Virgin Australia Arranges AUD$425 Mln Loan Facility

March 21, 2016

Virgin Australia has tapped its major shareholders for a AUD$425 million (USD$320 million) loan facility, a step that is expected to help it cut its reliance on the bond market for funds.

The loan facility goes some way to address investor concerns that its cash reserves have declined sharply in the wake of a five-year revamp aimed at broadening its services beyond the discount carrier market.

The US bond market, which Virgin Australia has previously tapped, has also become more expensive due to a sharp weakening of the Australian dollar over the past three years.

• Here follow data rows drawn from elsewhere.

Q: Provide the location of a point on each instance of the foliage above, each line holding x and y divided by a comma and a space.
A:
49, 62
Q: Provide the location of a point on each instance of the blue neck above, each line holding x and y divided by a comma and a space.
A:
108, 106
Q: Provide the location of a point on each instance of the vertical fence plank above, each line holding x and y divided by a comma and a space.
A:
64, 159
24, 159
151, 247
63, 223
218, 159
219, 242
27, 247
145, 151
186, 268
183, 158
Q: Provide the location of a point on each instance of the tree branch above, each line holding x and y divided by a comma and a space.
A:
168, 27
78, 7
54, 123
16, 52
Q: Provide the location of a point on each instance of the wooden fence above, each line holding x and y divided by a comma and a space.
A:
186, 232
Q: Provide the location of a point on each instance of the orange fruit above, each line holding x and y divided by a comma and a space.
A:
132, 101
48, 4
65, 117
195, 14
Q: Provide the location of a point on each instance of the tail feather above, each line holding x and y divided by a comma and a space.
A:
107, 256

The one-year facility was secured with Air New Zealand, Richard Branson's Virgin Group, Singapore Airlines and Etihad Airways, which together own 83 percent of the company.

Last month, the airline swung to a half-year profit and forecast a return to full-year profitability as it attracted more higher-spending corporate passengers.

But the airline also revealed that its unrestricted cash reserves shrank to AUD$543.7 million as of December 31, down by a quarter from a year earlier.

Chief executive John Borghetti said the loan facility will give the company additional flexibility in the short term. It will be subordinated to Virgin Australia's existing debt, and split between the four shareholders proportionally to their Virgin stake.

Air New Zealand is the airline's biggest shareholder with a 26 percent holding, while Etihad has 24 percent, Singapore Airlines 23 percent and Virgin Group 10 percent.

The measure will, however, likely fuel complaints by rival Qantas that Virgin competes unfairly since Qantas, as the national carrier, has its foreign ownership restricted to 49 percent.